Robert lived at the Asheville Recovery Group, which didn't kick people out just for a relapse. The owners were in a fight with the city, and last summer they shut the home down. Ten days later, Lendino said his son overdosed on a barbiturate somebody else had purchased online.
"I miss him a lot, but one thing is that I think all of us can agree on is that our lives are made up by more than an average of 80 revolutions around the sun," Lendino said.
Faith gets him through, and for other families the last page of the STOP Act offers hope. The bill proposed giving $20 million total for substance abuse treatment. Lendino said families need more options. If he controlled the cash, he'd invest in a facility similar to what his son stayed in.
"That was the type of structure that was good for Robert because living semi-independently and being able to believe in himself, I think, was helpful," Lendino said.
Davis called the bill a start. In addition to funding treatment, the STOP Act prohibits doctors from prescribing painkillers at a first visit for more than five days. It also allows local governments to fund needle exchanges. If doctors and pharmacists don't report their prescriptions, the state could levy fines. The state wants the data for a yearly report to inform future decisions.

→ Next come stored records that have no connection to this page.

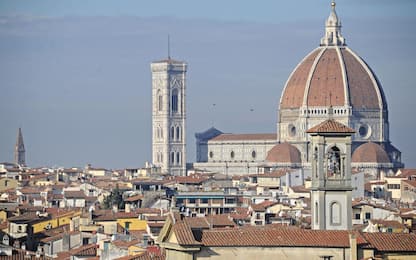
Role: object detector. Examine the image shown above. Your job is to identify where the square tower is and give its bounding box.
[151,58,187,175]
[307,119,355,230]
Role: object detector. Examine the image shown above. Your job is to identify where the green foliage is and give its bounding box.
[103,185,125,209]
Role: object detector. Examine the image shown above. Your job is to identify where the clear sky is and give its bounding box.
[0,0,416,168]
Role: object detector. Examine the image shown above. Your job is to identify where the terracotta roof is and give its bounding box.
[146,216,166,221]
[111,239,140,248]
[64,190,86,199]
[402,180,416,187]
[124,194,144,202]
[152,57,185,64]
[173,174,209,184]
[290,185,310,193]
[280,47,387,109]
[250,200,278,212]
[173,222,201,245]
[201,226,358,248]
[363,233,416,252]
[341,49,387,109]
[147,222,165,228]
[370,219,404,230]
[351,142,390,163]
[397,169,416,178]
[280,49,320,108]
[209,133,277,141]
[205,214,235,228]
[58,244,98,260]
[306,119,355,134]
[266,142,302,163]
[185,217,210,229]
[115,246,166,260]
[307,49,345,106]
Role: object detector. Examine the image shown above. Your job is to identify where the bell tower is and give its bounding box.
[151,57,187,175]
[14,128,26,166]
[307,118,355,230]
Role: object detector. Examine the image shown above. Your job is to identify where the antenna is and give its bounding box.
[168,34,170,60]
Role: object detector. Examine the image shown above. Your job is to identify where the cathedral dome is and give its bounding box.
[280,3,387,110]
[351,142,390,163]
[266,143,301,164]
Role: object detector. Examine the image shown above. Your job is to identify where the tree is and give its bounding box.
[103,184,125,209]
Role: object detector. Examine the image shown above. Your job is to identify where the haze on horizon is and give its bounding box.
[0,0,416,169]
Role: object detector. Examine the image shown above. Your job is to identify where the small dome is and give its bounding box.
[351,142,390,163]
[266,143,301,163]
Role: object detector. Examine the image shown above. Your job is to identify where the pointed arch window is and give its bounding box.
[176,126,181,141]
[331,201,341,225]
[172,88,178,113]
[157,91,163,111]
[327,146,341,178]
[170,126,175,140]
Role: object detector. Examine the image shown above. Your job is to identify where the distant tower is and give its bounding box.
[307,118,355,230]
[151,57,187,175]
[14,128,26,166]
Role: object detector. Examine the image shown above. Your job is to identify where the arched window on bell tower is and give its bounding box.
[172,88,178,113]
[157,90,163,111]
[330,201,341,225]
[327,146,341,178]
[176,126,181,141]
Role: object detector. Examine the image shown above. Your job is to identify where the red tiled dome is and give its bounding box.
[280,46,387,109]
[351,142,390,163]
[266,143,301,163]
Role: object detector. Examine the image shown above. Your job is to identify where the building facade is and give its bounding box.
[193,2,404,179]
[307,118,355,230]
[151,58,187,175]
[14,128,26,166]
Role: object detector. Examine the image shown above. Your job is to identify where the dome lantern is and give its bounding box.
[321,1,346,46]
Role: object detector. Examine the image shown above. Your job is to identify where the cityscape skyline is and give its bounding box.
[0,1,416,168]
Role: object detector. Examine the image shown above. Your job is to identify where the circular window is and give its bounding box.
[288,124,296,137]
[358,124,371,139]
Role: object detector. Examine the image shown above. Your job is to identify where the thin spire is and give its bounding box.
[321,0,346,46]
[168,34,170,60]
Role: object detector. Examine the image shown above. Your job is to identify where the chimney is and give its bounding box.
[349,234,357,260]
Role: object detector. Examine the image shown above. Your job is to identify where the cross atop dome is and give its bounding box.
[321,0,346,46]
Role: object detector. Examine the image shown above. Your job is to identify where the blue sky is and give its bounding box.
[0,0,416,168]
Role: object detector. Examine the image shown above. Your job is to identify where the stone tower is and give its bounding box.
[14,128,26,166]
[151,57,187,175]
[307,118,355,230]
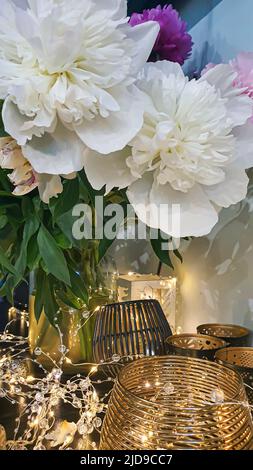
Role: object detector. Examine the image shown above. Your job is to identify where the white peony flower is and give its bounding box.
[0,0,159,175]
[0,137,76,204]
[85,61,253,237]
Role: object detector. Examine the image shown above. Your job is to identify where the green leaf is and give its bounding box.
[27,234,41,271]
[44,276,59,326]
[37,225,71,286]
[0,247,18,275]
[34,269,46,322]
[173,250,183,263]
[150,230,174,269]
[0,215,8,230]
[15,216,39,282]
[54,232,72,250]
[69,268,89,303]
[78,171,101,207]
[53,178,79,220]
[21,197,34,219]
[0,274,15,305]
[98,238,115,261]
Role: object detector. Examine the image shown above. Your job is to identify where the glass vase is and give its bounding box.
[29,244,117,373]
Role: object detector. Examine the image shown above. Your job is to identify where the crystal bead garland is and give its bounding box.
[93,299,172,375]
[29,248,117,373]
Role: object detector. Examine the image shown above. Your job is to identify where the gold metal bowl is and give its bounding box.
[101,356,253,450]
[197,323,251,346]
[166,334,227,360]
[215,348,253,406]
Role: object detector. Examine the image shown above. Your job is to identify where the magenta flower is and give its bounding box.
[130,5,193,65]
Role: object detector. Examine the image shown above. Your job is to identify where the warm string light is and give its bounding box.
[0,309,253,450]
[0,307,149,450]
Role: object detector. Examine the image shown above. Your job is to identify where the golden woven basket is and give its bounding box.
[166,334,227,360]
[215,348,253,406]
[197,323,251,346]
[100,356,253,450]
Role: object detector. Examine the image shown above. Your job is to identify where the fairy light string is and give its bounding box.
[0,307,253,450]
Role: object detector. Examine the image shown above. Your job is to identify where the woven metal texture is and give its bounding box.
[166,334,227,360]
[197,323,251,346]
[215,348,253,406]
[101,356,253,450]
[93,300,172,370]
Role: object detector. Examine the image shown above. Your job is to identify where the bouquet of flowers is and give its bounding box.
[0,0,253,322]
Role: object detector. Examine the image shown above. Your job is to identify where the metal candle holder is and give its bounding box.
[197,323,251,346]
[100,356,253,451]
[166,334,227,361]
[215,348,253,406]
[93,299,172,372]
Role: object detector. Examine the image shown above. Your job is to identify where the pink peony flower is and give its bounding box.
[129,5,193,65]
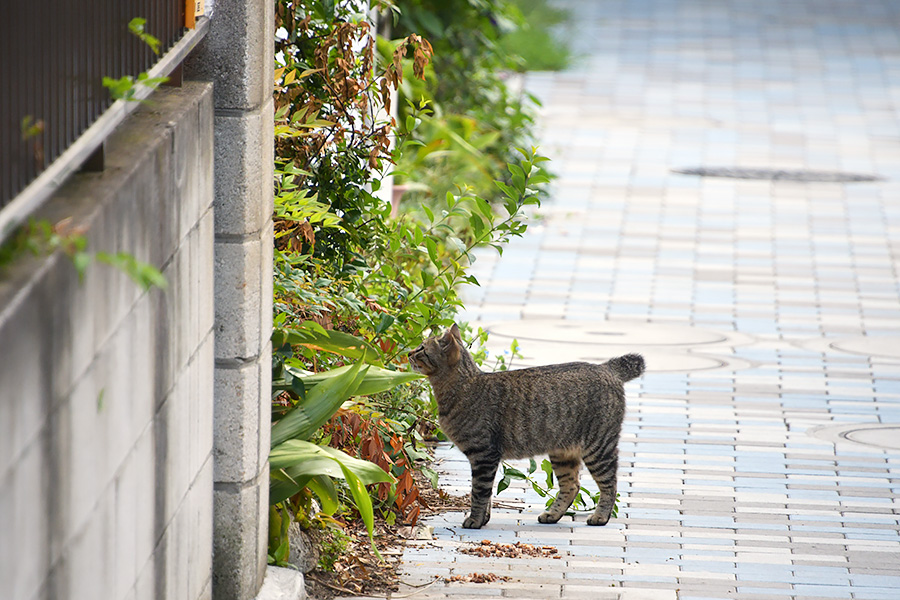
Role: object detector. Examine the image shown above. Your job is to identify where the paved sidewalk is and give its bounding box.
[356,0,900,600]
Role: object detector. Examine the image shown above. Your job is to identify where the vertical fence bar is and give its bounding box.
[0,0,184,209]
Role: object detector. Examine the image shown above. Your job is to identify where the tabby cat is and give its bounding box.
[409,325,644,529]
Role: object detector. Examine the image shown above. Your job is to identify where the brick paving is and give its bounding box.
[346,0,900,600]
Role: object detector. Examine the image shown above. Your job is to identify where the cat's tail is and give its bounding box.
[606,354,644,381]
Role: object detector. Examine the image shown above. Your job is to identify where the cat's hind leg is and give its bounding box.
[463,449,500,529]
[538,451,581,523]
[582,435,619,525]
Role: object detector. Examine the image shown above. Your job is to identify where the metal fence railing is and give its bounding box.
[0,0,186,209]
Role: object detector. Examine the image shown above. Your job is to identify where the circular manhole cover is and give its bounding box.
[485,319,752,373]
[796,335,900,359]
[672,167,884,183]
[807,423,900,450]
[831,336,900,358]
[485,319,751,346]
[844,426,900,450]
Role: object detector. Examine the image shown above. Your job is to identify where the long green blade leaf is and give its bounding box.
[279,323,381,364]
[284,365,425,396]
[269,440,393,485]
[271,362,368,448]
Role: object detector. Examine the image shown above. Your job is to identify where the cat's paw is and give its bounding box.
[538,510,562,523]
[463,515,488,529]
[588,515,609,526]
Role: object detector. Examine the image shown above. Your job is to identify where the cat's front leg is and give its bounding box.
[463,449,500,529]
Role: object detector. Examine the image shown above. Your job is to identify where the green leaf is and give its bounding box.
[425,238,441,268]
[272,362,368,448]
[541,458,553,489]
[375,315,394,335]
[306,475,340,515]
[284,321,381,364]
[285,365,425,396]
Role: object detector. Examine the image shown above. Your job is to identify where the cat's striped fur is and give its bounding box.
[409,325,644,529]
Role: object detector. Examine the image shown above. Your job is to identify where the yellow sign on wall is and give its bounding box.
[184,0,206,29]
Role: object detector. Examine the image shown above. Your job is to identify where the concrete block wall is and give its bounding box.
[0,83,215,600]
[185,0,275,600]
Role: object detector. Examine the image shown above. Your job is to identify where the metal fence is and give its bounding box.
[0,0,185,208]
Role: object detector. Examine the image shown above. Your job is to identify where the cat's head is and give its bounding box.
[409,323,465,377]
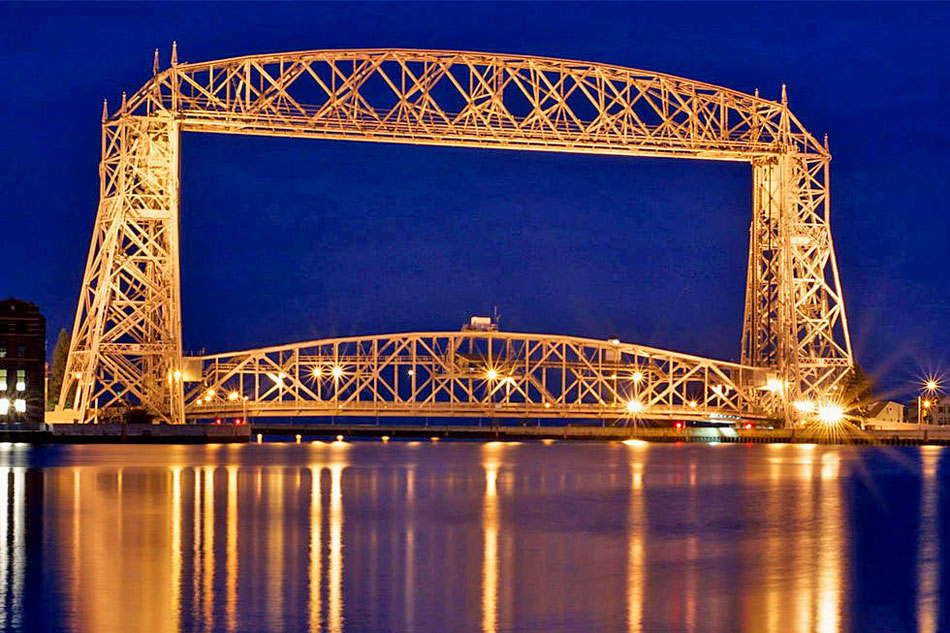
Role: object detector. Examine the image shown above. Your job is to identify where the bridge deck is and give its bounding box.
[251,422,950,446]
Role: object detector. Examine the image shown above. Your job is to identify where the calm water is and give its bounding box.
[0,442,950,633]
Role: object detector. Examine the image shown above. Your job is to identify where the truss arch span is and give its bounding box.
[60,48,852,422]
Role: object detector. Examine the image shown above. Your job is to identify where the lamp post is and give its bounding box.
[917,378,940,431]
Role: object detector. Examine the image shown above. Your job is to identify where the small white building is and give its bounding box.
[866,400,904,426]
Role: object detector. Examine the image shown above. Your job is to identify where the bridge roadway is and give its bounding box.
[183,330,780,423]
[251,421,950,446]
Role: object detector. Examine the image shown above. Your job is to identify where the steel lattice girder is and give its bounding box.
[60,49,852,422]
[186,332,771,420]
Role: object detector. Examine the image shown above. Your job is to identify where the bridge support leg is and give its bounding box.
[742,154,853,421]
[59,114,185,423]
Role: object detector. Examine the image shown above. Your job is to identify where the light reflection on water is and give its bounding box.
[0,442,948,633]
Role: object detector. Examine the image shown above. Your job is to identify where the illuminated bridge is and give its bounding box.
[184,332,772,420]
[55,47,853,423]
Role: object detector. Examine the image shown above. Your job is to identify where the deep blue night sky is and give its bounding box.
[0,3,950,395]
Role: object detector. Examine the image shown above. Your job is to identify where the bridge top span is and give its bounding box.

"I appreciate the most that they're agreeing that this is not an answer. It puts more accountability on more people," said Waylon Hinson, who owns treatment centers across North Carolina, including in Asheville.
Hinson said the legislation is off.
"We're attacking the wrong problem. We're going from the wrong end. We're fighting to eliminate drugs, to eliminate doctors' ability to prescribe when we need to be working on why these people are using in the first place," Hinson said.
Hinson founded Legacy Freedom Treatment Centers. Because he's in recovery when Hinson hears the state could fund more treatment, he's worried it won't bring opioid abuse down.
"If the $10, $20 million, or any amount of money they want to throw at it is going to help send people to the wrong types of treatment centers, you're not going to see a result out of those centers. We've got to take a look at the way we're doing treatment as a whole," Hinson said.
He argues that people with an addiction need reasons to live beyond staying clean. Hinson said he found a reason through helping other people.
Lendino agreed that the treatment system needs to change.
"It's important for the state to have options, and I would say to people who see others and you don't know what they're going through, don't be so quick to judge and have a little compassion," Lendino said.
News 13 asked the State Department of Health and Human Services how the money for treatment would be distributed if the bill became law. More people might need help in Charlotte, but there may be fewer resources in a rural county. A DHHS spokesperson said the department does not comment on pending legislation.